Le plateau vocal convainc réunissant de superbes tempéraments féminins :  Rosalind Plowright fait une Madame de Croissy brute et âpre (sa mort saisit); surtout Patricia Petibon nous épargnant ses accents aigus parfois manièristes incarne une Blanche sincère, sensible, juste d’autant que Py exploite les mêmes talents d actrice qui nous avait valu avec lui à Genève sa troublante et féline Lulu. Même accomplissement superlatif pour la Constance de Anne-Catherine Gillet (remplacant Sandrine Piau souffrante) et après avoir chanté pour Angers Nantes Opéra le personnage de Blanche,  nous éblouit dans le rôle de Constance dont elle fait le double émotionnel de Blanche entre gandeur et exaltation; veritable torche vivante, celle fulgurante des jeunes mystiques.
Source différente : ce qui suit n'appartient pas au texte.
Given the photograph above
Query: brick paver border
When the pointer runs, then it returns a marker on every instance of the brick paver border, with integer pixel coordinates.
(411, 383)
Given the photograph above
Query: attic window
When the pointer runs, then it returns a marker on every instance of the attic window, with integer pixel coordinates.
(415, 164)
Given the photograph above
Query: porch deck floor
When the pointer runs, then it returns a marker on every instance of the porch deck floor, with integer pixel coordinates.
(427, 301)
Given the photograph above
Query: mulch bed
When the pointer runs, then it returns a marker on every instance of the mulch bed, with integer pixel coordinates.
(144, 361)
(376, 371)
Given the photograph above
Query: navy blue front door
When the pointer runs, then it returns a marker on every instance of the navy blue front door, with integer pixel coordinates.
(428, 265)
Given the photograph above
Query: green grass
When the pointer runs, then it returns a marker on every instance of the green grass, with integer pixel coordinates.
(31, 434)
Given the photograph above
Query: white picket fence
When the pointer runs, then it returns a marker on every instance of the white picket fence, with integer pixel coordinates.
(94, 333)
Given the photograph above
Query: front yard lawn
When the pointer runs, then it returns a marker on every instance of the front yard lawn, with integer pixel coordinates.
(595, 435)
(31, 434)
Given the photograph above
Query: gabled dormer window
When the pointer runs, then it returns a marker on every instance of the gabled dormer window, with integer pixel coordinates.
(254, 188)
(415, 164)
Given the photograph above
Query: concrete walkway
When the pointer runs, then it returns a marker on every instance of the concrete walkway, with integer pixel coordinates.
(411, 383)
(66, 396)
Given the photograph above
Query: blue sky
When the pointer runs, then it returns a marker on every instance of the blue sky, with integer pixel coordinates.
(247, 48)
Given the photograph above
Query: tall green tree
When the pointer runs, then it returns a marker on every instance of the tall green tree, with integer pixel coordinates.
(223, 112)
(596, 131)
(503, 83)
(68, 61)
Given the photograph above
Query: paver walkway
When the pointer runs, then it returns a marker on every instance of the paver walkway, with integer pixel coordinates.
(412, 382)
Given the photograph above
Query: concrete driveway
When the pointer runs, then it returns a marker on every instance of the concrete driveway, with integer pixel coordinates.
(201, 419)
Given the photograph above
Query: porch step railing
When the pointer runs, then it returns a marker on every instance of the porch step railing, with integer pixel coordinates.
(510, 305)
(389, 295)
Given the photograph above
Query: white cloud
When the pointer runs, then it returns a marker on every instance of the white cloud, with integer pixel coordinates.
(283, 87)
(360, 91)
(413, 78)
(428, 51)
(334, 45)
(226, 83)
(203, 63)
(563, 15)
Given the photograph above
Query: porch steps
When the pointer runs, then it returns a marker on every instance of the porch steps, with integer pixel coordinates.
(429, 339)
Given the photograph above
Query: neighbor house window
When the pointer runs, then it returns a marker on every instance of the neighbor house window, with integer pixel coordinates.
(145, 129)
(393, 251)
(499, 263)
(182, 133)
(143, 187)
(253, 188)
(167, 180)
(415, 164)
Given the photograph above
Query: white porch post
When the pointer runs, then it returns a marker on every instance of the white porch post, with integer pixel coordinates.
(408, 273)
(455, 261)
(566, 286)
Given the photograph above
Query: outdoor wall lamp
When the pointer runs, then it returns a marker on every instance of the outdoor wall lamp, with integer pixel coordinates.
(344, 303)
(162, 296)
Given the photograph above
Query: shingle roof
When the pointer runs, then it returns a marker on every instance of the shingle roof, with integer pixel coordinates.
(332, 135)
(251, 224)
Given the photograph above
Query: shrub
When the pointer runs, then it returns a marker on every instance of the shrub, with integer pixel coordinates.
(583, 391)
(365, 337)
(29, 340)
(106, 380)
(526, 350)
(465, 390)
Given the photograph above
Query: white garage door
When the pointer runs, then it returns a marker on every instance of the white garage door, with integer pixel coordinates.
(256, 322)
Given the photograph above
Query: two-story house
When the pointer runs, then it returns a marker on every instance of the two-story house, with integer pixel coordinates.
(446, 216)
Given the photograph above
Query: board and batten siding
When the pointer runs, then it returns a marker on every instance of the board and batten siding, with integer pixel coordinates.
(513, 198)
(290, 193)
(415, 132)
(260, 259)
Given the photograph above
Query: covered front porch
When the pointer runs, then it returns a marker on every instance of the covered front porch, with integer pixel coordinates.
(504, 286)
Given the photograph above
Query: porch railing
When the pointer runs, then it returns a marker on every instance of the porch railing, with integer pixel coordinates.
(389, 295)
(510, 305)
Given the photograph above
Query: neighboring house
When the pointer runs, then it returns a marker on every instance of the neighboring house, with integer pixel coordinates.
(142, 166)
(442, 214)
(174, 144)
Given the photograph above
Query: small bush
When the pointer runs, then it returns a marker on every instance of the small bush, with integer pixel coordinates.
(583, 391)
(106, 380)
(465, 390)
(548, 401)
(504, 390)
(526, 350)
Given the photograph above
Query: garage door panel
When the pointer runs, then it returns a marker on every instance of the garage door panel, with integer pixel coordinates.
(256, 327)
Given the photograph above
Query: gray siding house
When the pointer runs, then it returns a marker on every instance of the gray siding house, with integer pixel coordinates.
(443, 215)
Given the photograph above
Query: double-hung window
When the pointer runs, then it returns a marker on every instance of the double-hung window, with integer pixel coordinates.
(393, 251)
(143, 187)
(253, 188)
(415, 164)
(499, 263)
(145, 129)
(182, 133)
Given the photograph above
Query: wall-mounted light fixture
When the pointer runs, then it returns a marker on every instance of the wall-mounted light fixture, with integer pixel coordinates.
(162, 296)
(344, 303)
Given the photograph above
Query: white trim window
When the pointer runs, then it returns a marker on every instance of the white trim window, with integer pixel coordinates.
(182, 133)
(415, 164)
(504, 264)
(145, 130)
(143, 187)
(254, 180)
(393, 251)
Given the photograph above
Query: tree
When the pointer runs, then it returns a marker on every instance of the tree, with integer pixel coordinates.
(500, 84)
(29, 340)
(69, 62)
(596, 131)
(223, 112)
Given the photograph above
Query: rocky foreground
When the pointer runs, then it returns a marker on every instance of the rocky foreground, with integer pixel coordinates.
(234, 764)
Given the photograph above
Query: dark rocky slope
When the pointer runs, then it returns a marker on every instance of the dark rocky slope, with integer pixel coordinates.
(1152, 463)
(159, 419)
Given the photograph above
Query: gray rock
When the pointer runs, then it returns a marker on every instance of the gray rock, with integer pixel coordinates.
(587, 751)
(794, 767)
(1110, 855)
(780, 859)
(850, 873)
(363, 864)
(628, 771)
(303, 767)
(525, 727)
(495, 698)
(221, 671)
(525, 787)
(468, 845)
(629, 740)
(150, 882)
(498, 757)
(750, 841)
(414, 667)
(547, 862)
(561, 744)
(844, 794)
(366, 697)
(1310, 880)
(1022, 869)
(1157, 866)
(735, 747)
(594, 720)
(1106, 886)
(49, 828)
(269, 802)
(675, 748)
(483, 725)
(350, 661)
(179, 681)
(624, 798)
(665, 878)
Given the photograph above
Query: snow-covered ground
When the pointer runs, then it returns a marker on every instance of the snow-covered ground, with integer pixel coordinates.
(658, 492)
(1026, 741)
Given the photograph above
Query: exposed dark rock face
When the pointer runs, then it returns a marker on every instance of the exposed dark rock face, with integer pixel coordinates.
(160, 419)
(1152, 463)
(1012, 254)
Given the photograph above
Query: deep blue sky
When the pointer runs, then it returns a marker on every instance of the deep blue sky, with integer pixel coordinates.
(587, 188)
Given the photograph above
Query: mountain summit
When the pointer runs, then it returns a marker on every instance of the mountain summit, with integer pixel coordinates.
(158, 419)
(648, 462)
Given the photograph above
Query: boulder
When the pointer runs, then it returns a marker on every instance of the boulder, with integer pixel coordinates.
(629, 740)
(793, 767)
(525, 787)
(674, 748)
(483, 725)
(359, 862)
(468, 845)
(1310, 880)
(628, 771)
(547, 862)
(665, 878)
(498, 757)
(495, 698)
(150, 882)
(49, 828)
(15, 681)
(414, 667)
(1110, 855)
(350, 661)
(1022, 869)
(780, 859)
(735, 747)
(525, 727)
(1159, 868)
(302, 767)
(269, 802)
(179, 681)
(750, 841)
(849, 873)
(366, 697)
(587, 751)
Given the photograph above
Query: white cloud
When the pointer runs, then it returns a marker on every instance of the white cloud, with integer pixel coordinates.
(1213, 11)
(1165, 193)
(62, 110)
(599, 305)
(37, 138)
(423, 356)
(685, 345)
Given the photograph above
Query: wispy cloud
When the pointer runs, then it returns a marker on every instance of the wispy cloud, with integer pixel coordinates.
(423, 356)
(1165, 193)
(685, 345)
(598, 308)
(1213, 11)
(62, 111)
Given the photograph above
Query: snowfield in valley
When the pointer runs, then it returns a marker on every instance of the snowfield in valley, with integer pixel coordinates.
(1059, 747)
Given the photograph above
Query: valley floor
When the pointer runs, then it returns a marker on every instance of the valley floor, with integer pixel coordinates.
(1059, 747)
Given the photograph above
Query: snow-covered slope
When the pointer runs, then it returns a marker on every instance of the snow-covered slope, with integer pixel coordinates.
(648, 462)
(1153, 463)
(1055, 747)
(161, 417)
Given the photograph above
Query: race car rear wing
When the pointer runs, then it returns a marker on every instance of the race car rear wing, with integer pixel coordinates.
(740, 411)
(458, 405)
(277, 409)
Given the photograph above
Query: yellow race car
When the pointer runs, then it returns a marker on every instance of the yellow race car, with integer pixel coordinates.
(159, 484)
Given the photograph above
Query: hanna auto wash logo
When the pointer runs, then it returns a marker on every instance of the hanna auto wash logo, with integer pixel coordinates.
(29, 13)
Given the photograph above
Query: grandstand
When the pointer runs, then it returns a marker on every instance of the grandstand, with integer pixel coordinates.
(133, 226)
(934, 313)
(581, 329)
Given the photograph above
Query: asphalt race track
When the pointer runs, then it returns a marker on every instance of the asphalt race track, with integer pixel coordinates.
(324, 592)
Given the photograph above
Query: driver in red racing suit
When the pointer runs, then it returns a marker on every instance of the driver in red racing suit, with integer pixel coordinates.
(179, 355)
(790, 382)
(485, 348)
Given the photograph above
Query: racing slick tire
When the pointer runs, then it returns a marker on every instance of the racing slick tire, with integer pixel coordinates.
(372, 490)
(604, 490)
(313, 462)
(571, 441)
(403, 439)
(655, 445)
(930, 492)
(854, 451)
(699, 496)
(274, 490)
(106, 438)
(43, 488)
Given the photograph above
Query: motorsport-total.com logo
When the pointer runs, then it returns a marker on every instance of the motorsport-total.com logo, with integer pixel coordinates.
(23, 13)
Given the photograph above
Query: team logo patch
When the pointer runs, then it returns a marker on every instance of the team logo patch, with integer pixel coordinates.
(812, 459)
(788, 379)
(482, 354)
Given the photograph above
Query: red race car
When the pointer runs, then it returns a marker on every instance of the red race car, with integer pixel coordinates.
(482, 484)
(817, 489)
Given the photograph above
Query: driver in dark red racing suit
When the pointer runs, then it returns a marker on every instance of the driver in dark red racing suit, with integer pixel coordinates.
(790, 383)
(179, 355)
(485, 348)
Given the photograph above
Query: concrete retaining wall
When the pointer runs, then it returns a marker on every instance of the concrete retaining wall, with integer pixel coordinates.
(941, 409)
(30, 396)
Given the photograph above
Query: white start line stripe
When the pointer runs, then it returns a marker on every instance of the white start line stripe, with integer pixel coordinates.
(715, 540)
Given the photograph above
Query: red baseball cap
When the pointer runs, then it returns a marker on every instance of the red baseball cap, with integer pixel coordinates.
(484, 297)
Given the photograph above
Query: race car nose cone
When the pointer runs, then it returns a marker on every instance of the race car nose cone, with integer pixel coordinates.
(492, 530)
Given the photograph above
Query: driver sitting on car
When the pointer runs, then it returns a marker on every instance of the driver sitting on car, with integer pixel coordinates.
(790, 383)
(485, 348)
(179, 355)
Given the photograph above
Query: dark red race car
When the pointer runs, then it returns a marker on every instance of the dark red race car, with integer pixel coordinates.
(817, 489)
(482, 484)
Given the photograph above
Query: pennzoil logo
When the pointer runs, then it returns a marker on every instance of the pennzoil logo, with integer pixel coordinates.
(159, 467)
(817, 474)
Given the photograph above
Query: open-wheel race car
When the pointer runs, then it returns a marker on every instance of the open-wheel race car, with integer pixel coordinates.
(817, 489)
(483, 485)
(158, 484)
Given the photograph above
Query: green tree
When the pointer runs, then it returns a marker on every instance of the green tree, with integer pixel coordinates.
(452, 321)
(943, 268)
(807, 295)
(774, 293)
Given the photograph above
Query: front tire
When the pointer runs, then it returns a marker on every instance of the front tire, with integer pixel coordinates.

On reste de marbre en revanche face à Sophie Koch (mère Marie) et Véronique Gens présentes sans guère d’approfondissement.

Jeune baguette familière des approches historiques, Jérémie Rhorer a troqué son Cercle de l’Harmonie pour les somptueux instrumentistes du Philharmonia. Le chef rétablit sans précipitation ni sécheresses toute l’activité instrumentale d’une partition qui se lit désormais comme un retable grouillant de vie, d ‘irrépressible ferveur… jusqu’à la chute finale au tragique glaçant.